Ms. Whitfield also cast credit on the UN, which she praised for emerging in a strong role, meeting the task of coordinating the victims of the conflict, and persisting in “the long, slow process of very collaborative conversations and the flexibility to come up with a very unique structure tailored to what Colombia needed.”
Daniel García-Peña, a professor at the University of Bogotá, agreed with this assessment, and added that it was significant that both the Colombian government and the FARC rebels saw themselves as “losers” of previous, failed peace talks. For the first time, both parties acknowledged that the dispute would not be solved militarily, and understood that a solution could be achieved only through dialogue.
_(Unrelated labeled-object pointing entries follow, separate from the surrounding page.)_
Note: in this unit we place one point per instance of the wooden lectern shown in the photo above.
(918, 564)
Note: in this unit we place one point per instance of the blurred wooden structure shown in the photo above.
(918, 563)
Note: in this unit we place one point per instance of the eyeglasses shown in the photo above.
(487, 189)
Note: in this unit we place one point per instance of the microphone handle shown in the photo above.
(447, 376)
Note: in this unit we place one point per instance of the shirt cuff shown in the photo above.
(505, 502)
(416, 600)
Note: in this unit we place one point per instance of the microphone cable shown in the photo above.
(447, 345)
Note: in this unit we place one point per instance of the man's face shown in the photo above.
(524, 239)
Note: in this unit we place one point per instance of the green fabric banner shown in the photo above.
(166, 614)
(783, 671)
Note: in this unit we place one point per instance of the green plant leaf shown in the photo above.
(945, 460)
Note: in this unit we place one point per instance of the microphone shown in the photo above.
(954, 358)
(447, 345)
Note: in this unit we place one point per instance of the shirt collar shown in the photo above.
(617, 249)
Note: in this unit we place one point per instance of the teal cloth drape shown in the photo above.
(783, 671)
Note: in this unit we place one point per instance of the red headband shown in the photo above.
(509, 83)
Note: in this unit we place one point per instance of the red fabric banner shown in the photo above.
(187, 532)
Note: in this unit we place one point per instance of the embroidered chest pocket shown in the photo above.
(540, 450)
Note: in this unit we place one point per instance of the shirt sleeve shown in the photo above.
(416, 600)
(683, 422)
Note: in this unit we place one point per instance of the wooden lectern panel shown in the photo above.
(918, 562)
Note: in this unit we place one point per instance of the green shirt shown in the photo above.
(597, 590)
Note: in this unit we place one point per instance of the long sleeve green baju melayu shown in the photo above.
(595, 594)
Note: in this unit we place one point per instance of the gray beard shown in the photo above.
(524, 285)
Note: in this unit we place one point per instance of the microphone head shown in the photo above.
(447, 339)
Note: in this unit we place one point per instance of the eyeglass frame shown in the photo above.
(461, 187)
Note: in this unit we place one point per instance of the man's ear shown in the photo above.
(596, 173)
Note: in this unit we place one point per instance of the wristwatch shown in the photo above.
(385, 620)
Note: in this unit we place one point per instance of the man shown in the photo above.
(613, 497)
The professor further noted that the success of the peace talks also owed to the inclusion of Colombia’s military for the first time.
Mr. García-Peña, warning that the hard-won peace could be undone, evoked the looming spectre of former President Álvaro Uribe, who was a leading voice in opposition to the peace process. Mr. García-Peña stated his belief that if Mr. Uribe were to run for the presidency in 2018 and win, he could represent a threat to Colombia’s new peace, and the responsibility would fall on the shoulders of the international community to safeguard the agreement.
“The real test is in 2018,” he warned. “This is not a done deal. I will simply end by saying that the international community cannot simply say, ‘This is done, we can go home.’ The international community has a huge role to play, to keep their eyes open.”